Wajah-wajah mereka terlihat hangat seolah tak mengenal beratnya beban hidup yang dipikul seperti yang kerap kali orang lain keluhkan. Biasanya saya juga duduk di sebuah tempat demi melihat lebih banyak orang yang beraktivitas. Melihat mereka mengayuh sepeda dengan topi khas petani di atas kepala sungguh menyenangnya. Putaran rodanya mengingatkanku pada peribahasa “bahwa hidup harus terus dijalankan seberat apapun kaki menjalaninya”.
Kembali ke rumah Nenek
Hari beranjak siang, semilir angin mulai menggoyangkan pepohonan di sepanjang jalanan. Semilir angina dan keindahan pemandangan desa adalah suatu kombinasi yang mampu menghilangkan kepenatan. Melihat kambing yang di lepas di sekitar sawah untuk mencari makan adalah hal yang menarik dan mengesankan.
Panas matahari sudah mulai terasa menyengat, sedangkan saya masih larut dalam kenikmatan indahnya pedesaan. Seiring waktu, saya mulai berjalan meninggalkan sawah untuk kembali kerumah nenek. Tidak terasa 2 jam sudah berlalu untuk menikmati setiap keindahan di sudut desa.

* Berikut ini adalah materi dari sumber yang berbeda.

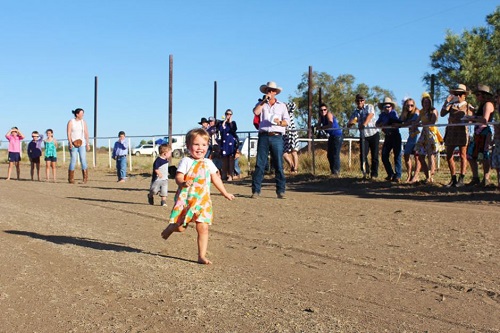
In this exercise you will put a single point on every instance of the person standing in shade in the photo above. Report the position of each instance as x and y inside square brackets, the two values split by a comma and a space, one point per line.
[274, 119]
[392, 141]
[79, 144]
[34, 153]
[456, 136]
[290, 141]
[228, 145]
[50, 155]
[409, 117]
[495, 155]
[120, 153]
[328, 122]
[429, 141]
[478, 148]
[364, 116]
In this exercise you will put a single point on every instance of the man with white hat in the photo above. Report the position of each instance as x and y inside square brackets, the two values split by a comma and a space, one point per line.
[274, 119]
[456, 136]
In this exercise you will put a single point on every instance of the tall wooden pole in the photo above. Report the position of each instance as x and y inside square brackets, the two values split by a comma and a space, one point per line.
[95, 121]
[170, 89]
[309, 118]
[215, 99]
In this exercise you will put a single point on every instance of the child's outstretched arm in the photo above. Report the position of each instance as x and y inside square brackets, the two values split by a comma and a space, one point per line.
[220, 186]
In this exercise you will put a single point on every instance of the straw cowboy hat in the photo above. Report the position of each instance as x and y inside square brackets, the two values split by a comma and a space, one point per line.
[461, 88]
[484, 89]
[387, 100]
[270, 85]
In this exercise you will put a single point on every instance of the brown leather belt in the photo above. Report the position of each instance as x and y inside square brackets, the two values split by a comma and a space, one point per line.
[270, 133]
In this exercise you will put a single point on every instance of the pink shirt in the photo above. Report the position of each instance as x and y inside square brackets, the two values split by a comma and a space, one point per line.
[14, 143]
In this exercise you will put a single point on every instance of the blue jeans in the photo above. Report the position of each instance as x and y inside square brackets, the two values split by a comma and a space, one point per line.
[266, 144]
[121, 167]
[333, 154]
[392, 142]
[74, 152]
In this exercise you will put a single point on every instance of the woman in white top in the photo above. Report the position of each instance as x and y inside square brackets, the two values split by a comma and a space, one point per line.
[78, 142]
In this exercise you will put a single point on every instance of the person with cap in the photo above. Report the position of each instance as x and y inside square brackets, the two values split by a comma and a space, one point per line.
[387, 119]
[409, 117]
[478, 148]
[204, 123]
[228, 145]
[274, 119]
[369, 135]
[429, 141]
[14, 136]
[328, 122]
[456, 136]
[212, 131]
[495, 155]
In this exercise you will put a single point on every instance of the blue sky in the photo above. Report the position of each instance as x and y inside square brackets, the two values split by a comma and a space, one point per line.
[52, 50]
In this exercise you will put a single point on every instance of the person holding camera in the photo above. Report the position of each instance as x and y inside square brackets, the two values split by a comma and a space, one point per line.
[457, 108]
[369, 135]
[228, 144]
[328, 122]
[78, 143]
[274, 119]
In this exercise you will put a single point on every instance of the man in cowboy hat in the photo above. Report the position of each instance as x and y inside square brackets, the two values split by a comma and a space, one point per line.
[204, 123]
[392, 141]
[369, 136]
[456, 136]
[274, 119]
[478, 148]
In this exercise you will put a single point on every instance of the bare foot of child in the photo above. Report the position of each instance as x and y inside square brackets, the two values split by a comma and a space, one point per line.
[166, 233]
[204, 261]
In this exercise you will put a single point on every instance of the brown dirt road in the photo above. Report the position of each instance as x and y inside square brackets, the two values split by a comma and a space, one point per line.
[337, 255]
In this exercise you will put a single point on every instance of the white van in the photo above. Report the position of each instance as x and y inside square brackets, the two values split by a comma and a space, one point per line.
[249, 147]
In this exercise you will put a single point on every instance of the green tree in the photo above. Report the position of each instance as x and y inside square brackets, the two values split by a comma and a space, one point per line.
[338, 93]
[470, 58]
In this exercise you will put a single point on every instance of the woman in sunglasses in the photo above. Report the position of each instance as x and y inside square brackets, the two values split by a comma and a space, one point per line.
[456, 136]
[478, 148]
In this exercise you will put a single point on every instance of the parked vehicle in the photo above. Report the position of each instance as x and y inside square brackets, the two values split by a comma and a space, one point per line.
[145, 149]
[178, 145]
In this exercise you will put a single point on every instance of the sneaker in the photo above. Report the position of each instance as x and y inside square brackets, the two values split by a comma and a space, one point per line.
[453, 182]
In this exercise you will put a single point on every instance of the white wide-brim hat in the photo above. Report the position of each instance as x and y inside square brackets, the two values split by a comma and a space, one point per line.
[270, 85]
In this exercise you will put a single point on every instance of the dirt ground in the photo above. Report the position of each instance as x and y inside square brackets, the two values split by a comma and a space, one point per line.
[337, 255]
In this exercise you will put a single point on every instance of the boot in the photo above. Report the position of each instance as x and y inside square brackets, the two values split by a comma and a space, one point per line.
[460, 181]
[475, 181]
[71, 176]
[453, 182]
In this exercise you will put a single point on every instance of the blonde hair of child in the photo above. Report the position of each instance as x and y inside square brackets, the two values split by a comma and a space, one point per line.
[192, 134]
[164, 148]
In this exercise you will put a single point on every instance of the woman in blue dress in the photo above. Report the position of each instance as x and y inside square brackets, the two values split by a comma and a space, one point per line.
[228, 145]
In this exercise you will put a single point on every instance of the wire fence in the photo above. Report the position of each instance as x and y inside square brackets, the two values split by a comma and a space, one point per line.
[312, 152]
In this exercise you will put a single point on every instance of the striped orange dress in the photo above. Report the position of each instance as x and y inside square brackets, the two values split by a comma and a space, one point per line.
[193, 203]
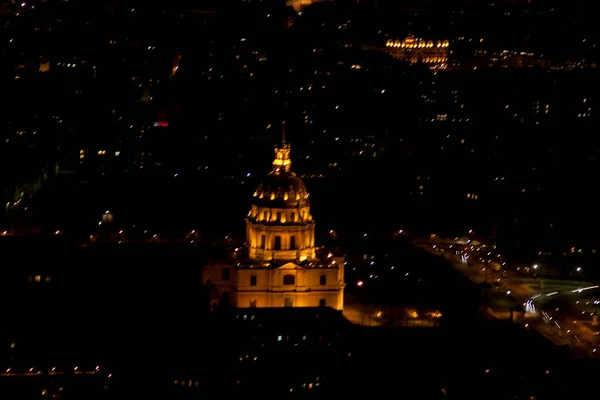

Sesampai dirumah nenek, saya sangat menikmati tidur siang. Merebahkan diri dikursi rumah nenek terasa sangat nyaman. Apalagi langsung menghadap persawahan. Meski cuaca saat itu terasa panas layaknya perkotaan, namun semilir anginnya begitu nikmat.
Pemandangan desa di kala sore hari juga tak kalah menggemaskan. Goresan warna senja di langit tampak menarik seakan tiada duanya. Terlihat seorang petani yang masih bekerja membajak sawah di kala matahari nyaris terbenan sungguh amat mengharukan.
Desa tempat terindah yang cocok untuk mengobati rasa lelah. Tidak dapat dipungkiri, pergi ke desa selalu menyenangkan. Tempat ini selalu berhasil memikat jiwa-jiwa yang lengah akan kerasnya kehidupan. Tempat ini juga yang selalu berhasil mengembalikan senyum yang di renggut oleh semrawutnya kota.